Ninguém sabe bem quem fundou o clube. Os primeiros registos datam de 1895, mas a fundação oficial é de 1933. Começou por ser o Grupo Futebol Benfica, mas, por altura do Estado Novo, Salazar proibiu instituições com o nome de "grupo" e então passou a Clube Futebol Benfica, mais conhecido por Fofó. No bairro de Benfica, em Lisboa - a cerca de um quilómetro de onde foi fundado o Sport Clube que tornou o nome famoso no futebol -, o clube fica de costas para o Parque Silva Porto (onde funciona o padel), zona privilegiada e bem a jeito do olho gordo dos investidores imobiliários. Mas tem resistido a várias tentativas de compra: "Nunca nos vendemos a empresários nem a brasileiros ou chineses, como agora é moda. Não é essa a nossa filosofia. Somos um clube de bairro, um clube associativo e não um clube empresa."
Agora, o Fofó prepara-se para lavar a cara. As obras estão quase a começar e haverá constrangimentos para os 300 miúdos em competição entre todos os escalões de formação que habitualmente vestem a camisola.

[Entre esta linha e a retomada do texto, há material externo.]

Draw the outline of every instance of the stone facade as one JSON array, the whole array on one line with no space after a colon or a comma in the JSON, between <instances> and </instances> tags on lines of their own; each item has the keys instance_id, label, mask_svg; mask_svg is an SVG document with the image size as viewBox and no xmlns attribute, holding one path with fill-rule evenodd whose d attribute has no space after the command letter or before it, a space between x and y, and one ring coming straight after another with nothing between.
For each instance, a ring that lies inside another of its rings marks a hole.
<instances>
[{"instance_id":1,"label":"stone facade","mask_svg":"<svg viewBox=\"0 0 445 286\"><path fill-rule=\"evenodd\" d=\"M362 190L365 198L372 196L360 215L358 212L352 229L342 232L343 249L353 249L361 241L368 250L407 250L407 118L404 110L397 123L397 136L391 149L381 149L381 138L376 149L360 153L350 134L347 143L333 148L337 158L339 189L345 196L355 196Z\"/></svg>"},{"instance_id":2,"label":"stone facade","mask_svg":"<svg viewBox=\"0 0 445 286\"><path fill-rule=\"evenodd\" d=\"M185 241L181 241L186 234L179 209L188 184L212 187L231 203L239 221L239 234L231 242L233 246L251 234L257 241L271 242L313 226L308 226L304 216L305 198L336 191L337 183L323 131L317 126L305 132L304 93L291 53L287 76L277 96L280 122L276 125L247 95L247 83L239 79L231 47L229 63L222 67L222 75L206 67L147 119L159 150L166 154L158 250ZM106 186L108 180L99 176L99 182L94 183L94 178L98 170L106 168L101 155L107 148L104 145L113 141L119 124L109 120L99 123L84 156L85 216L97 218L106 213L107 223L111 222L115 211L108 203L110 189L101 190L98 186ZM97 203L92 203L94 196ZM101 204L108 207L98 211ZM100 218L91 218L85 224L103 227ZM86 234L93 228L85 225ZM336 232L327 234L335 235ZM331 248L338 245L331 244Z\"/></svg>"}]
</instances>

O clube fez um acordo com o Lidl, a cadeia de supermercados que vai investir cerca de dez milhões de euros para dinamizar e rentabilizar o espaço. Vai haver um pavilhão que será a contrapartida por um novo espaço comercial. O projeto não agradou a todos, visto que o clube é vizinho do mercado de Benfica e os diretos de superfície dos terrenos foram cedidos a 50 anos, com o pagamento de uma renda simbólica de 169 euros por mês.
Foi preciso paciência e esperar quase dois anos para o ver aprovado. "Estamos entusiasmados. Em atividade desportiva não temos de aprender nada com ninguém. Mas era preciso melhorar o visual. Isto visto de fora não é atrativo, não revela a grandeza do Futebol Benfica. As infraestruturas serão boas e funcionais. Era uma pena ter um espaço destes em Lisboa e não o aproveitar. Vai crescer um clube giro em Benfica", diz o homem do leme. O projeto vai permitir o regresso de modalidades de pavilhão, que falta de condições obrigaram a fechar.
O andebol, o basquetebol e o hóquei em patins, de onde saiu Livramento, o melhor hoquista português de sempre, por exemplo. Para já, além da formação, há o futebol feminino, equipa que acabou de contratar Edite Fernandes, a melhor marcadora da história da seleção nacional feminina.